Biz tüm bunları konuşmak ve bunlar konusunda çözüm üretmek zorundayız; devlet olmanın gereği, bu ülkeyi iyi idare etmenin gereği budur. Bu yaşanan insanlık dramı karşısında biz bu insanlara kucak açtığımızda dünyaya da çıkıp şunu söylemeliyiz: "Ey Birleşmiş Milletler, ey insan hakları örgütleri, ey Af Örgütü, Türkiye'nin bu durumda attığı adımlar karşısında siz niye adım atmıyorsunuz? Ey Avrupa Birliği, niye yapmıyorsunuz?" Bunu söylerken gerekli olan girişimler konusunda da bu ülke adım atmak ve bunları iyileştirmek zorundadır. Onun için, öncelikle, Türkiye -güven veren, bu konuda politikalar oluşturmuş, bu konuda tedbir almış- bu kaçak geçişleri seyreden bir ülke olmaktan çıkmalıdır. Bu noktada ciddi bir şekilde zafiyetimiz, sanki Türkiye'nin Avrupa Birliği ülkelerine kaçak geçiş yollarına müsaade eden ve bunu organize eden bir noktada olduğunu gösterir durumdadır. Onun için değerli arkadaşlarım, bu konu ciddi bir şekilde bu Meclisin işi olmalıdır. Bu Meclis bunu hem insani açıdan hem ülkenin güvenliği açısından hem de uluslararası ilişkilerinde uğradığı haksızlık açısından incelemeli ve ciddi bir tedbir alma konusunda adım atmak zorunda olmalıdır.
Ben bu konunun böyle geçiştirilecek bir konu olmadığının bilincindeyim. Biz Cumhuriyet Halk Partisi Grubu olarak bunun ciddi bir şekilde ele alınmasını istiyoruz ve bu anlamıyla, bugünkü, arkadaşlarımızın vermiş olduğu önergeye de destek veriyoruz.
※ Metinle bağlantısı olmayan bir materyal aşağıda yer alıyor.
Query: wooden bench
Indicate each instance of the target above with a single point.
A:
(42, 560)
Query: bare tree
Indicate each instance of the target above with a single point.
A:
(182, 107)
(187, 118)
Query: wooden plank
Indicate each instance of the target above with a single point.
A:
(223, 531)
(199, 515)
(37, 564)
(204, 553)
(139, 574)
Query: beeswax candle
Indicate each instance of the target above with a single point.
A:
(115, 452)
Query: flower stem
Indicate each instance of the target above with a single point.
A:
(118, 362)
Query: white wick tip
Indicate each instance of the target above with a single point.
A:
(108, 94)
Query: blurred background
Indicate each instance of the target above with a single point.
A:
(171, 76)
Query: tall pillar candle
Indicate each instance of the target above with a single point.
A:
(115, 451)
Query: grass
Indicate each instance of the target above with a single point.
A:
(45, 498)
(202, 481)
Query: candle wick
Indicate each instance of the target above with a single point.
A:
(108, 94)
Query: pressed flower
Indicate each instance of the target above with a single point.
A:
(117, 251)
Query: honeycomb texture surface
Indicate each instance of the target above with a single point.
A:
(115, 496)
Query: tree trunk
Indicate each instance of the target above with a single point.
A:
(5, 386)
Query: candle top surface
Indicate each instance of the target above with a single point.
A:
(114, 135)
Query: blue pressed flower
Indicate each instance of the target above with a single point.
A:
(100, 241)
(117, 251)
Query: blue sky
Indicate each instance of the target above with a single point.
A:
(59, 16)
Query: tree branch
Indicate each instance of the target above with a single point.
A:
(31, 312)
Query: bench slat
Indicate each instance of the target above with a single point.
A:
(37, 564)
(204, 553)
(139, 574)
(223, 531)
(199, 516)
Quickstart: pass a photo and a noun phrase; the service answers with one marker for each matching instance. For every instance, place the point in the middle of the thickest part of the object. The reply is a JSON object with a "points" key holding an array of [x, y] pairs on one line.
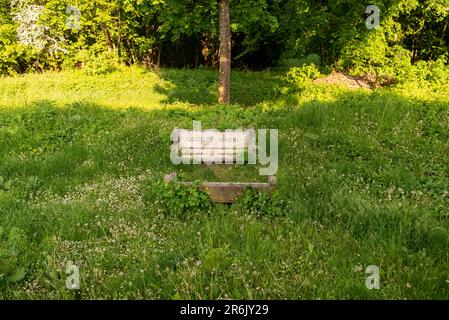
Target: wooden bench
{"points": [[215, 147]]}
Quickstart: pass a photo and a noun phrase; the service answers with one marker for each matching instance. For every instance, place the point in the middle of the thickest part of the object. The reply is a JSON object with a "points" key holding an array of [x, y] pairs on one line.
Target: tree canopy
{"points": [[185, 33]]}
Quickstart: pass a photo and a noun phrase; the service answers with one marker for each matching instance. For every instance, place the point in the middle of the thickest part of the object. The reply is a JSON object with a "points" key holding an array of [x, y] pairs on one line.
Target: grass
{"points": [[363, 180]]}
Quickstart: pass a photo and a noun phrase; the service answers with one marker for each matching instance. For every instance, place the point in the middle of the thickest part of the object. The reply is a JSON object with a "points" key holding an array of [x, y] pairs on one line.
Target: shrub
{"points": [[304, 74]]}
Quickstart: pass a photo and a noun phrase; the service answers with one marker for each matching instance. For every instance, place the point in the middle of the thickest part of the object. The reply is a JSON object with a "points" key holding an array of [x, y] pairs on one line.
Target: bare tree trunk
{"points": [[224, 88]]}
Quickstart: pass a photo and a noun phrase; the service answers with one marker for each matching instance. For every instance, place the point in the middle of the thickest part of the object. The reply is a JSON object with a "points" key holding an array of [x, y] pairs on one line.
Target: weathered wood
{"points": [[211, 146]]}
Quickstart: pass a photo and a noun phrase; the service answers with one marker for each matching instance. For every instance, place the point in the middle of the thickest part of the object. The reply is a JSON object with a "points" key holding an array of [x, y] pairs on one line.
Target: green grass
{"points": [[363, 180]]}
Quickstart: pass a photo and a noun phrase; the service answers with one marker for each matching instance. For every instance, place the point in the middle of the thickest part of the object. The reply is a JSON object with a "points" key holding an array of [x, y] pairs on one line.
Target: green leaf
{"points": [[19, 275]]}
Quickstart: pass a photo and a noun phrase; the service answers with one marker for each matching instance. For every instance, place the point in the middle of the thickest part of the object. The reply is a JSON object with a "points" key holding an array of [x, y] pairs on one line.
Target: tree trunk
{"points": [[224, 88]]}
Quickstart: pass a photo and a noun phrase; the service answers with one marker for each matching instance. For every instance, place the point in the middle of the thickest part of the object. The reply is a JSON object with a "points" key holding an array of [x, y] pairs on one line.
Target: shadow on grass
{"points": [[356, 160]]}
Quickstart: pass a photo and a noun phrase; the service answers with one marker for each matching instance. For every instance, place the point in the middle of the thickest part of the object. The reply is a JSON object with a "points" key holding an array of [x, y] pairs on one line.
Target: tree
{"points": [[224, 87]]}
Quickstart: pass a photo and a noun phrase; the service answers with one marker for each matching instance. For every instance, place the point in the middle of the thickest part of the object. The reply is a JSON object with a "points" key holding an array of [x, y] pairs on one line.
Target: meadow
{"points": [[363, 180]]}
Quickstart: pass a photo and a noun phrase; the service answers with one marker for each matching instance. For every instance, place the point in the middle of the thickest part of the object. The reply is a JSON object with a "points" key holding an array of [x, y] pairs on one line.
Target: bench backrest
{"points": [[209, 146]]}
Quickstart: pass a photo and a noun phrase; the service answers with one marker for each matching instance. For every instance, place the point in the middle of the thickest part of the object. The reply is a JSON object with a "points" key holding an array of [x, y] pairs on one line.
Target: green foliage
{"points": [[303, 75], [179, 200], [13, 245], [362, 180], [181, 33], [258, 203]]}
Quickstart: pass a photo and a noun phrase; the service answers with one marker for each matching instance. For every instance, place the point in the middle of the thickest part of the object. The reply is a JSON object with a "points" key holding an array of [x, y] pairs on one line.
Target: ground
{"points": [[362, 180]]}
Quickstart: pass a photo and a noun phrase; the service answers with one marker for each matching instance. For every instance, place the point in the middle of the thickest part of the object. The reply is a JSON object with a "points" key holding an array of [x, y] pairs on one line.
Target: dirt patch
{"points": [[344, 80]]}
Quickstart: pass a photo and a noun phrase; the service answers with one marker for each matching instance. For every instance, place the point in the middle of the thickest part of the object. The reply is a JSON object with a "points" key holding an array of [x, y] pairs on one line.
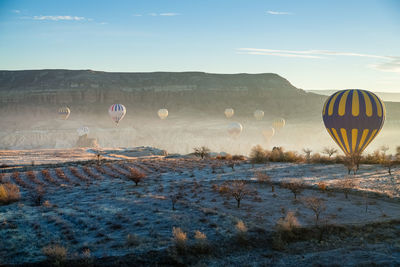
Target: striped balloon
{"points": [[117, 112], [353, 118], [64, 112]]}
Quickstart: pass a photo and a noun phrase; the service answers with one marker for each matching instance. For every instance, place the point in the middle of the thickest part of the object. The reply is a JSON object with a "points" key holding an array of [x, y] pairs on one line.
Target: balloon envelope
{"points": [[353, 118], [279, 123], [163, 113], [235, 129], [83, 130], [258, 114], [229, 112], [64, 112], [117, 112], [268, 133]]}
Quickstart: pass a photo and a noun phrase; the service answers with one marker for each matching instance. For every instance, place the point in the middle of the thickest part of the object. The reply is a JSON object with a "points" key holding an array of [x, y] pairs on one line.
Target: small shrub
{"points": [[132, 240], [322, 186], [202, 152], [136, 176], [265, 178], [258, 155], [9, 193], [295, 186], [56, 254], [346, 185], [180, 239], [317, 205]]}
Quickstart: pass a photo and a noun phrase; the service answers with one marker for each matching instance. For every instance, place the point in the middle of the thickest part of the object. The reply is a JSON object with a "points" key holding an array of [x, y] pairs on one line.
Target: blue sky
{"points": [[314, 44]]}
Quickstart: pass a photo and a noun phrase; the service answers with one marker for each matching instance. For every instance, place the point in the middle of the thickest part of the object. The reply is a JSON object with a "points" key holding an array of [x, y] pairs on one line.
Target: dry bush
{"points": [[38, 195], [201, 245], [78, 175], [316, 204], [136, 176], [19, 181], [61, 175], [289, 223], [346, 185], [56, 254], [258, 155], [90, 173], [285, 228], [202, 152], [132, 240], [307, 152], [322, 186], [265, 178], [9, 193], [241, 232], [180, 239], [238, 157], [295, 186], [47, 176], [329, 151], [239, 189], [32, 177]]}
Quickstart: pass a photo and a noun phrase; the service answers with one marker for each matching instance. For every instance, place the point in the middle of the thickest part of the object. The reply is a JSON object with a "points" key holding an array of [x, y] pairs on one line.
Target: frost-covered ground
{"points": [[97, 211]]}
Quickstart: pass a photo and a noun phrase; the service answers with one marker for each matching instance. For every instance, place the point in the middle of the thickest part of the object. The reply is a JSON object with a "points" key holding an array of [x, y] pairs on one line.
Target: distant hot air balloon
{"points": [[268, 133], [278, 124], [235, 129], [353, 118], [229, 112], [83, 130], [63, 113], [259, 114], [117, 112], [163, 113]]}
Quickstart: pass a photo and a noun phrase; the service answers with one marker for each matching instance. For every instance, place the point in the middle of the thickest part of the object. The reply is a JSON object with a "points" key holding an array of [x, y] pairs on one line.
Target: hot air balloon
{"points": [[268, 133], [229, 112], [235, 129], [63, 113], [353, 118], [117, 112], [83, 130], [258, 114], [163, 113], [278, 124]]}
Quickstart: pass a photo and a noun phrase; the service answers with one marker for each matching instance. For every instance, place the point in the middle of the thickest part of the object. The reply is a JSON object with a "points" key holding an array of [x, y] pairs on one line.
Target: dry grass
{"points": [[56, 254], [180, 238], [9, 193], [136, 176]]}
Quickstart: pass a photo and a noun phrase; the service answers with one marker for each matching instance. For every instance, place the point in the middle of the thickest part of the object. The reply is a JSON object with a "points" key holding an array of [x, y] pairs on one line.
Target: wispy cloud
{"points": [[278, 13], [169, 14], [386, 63], [166, 14], [57, 18]]}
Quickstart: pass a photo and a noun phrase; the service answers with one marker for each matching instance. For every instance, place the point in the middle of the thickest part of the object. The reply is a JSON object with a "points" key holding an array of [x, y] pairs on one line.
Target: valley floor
{"points": [[101, 217]]}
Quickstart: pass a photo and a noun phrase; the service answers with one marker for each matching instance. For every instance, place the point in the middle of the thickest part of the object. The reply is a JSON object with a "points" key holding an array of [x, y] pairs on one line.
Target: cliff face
{"points": [[40, 91]]}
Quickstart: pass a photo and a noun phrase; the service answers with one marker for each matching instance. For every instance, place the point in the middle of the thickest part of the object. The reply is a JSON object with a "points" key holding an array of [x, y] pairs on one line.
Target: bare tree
{"points": [[307, 151], [238, 189], [202, 152], [295, 186], [316, 204], [346, 185], [329, 151], [136, 175], [265, 178]]}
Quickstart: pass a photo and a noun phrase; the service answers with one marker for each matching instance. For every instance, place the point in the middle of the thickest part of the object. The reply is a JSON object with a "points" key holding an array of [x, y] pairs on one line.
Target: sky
{"points": [[314, 44]]}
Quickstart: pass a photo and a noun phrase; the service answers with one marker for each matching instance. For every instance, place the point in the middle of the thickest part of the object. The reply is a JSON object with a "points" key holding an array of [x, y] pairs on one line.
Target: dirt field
{"points": [[99, 216]]}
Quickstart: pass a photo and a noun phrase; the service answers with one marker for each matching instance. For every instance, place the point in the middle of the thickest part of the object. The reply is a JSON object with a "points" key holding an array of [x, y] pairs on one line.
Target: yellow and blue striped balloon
{"points": [[353, 118]]}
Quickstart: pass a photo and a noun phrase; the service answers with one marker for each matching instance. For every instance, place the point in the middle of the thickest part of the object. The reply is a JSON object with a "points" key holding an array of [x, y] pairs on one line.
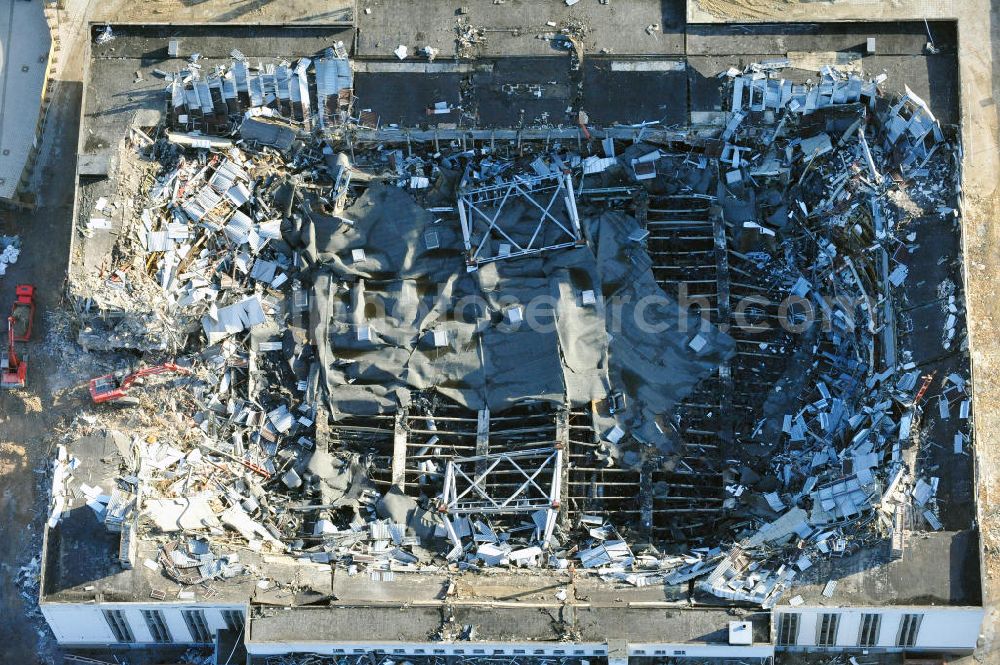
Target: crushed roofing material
{"points": [[379, 343]]}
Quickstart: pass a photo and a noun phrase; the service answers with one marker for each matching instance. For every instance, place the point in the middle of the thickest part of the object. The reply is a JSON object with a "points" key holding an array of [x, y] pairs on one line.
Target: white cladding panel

Bu Parlamentonun bu önergeyi destekleyerek bunun geniş bir şekilde incelenmesine fırsat sağlayıp insanların bu konudaki durumlarını düzeltmesi lazım.
Bakınız, İtalya'ya büyük göçler başlayınca son dönemde ve en son 400 kişi Akdeniz'de öldüğünde İtalya "Mare Nostrum" diye yani "Bizim Deniz" diye bir projeyle gelen göçmenleri kendi kaderine bırakmak yerine bir çözüm önerisi aldı ve bu çözüm önerisi içerisinde, son bir yıl içerisinde 50 bin kişiyi kurtardı. Döndü Avrupa Birliğine dedi ki: "Benim bunlara yaptığım masrafla ilgili olarak sizlerden para istiyorum, destek istiyorum." İşte ciddi devlet politikaları böyle oluşturulur. Biz de aynı şekilde, Ege Denizi'nden, diğer sınırlarımızdan bu tür kaçak göçmen ve kaçak göçmenlerin uğraştığı sorunlarla ilgili düzgün bir politika uygulayıp bunun çözüm yollarını tüm uluslararası örgütlerle birlikte bulma konusunda adım atmalıyız. Bu önerge buna vesile olacak. Bu anlamıyla, bu ölümlerin önüne geçilerek insanlık dramının sonuna gelmesine katkı koyacak bir önergedir. Emperyalistler, geri bıraktırdıkları Afrika'yı, Afganistan'ı, Orta Doğu'daki birçok ülkelerin insanlarının sınırlarını aşmasına müsaade etmeyip onların denizlerde boğulmasına göz yummak durumunda olduklarının hesabını bir insanlık dramı olarak vermelidirler. Biz de üzerimize düşeni yaparak ülkelere bu konuda en içten, samimi çalışmayı yapmış ülke olmanın gerektirdiği tedbirleri almış bir Meclis olmalıyız.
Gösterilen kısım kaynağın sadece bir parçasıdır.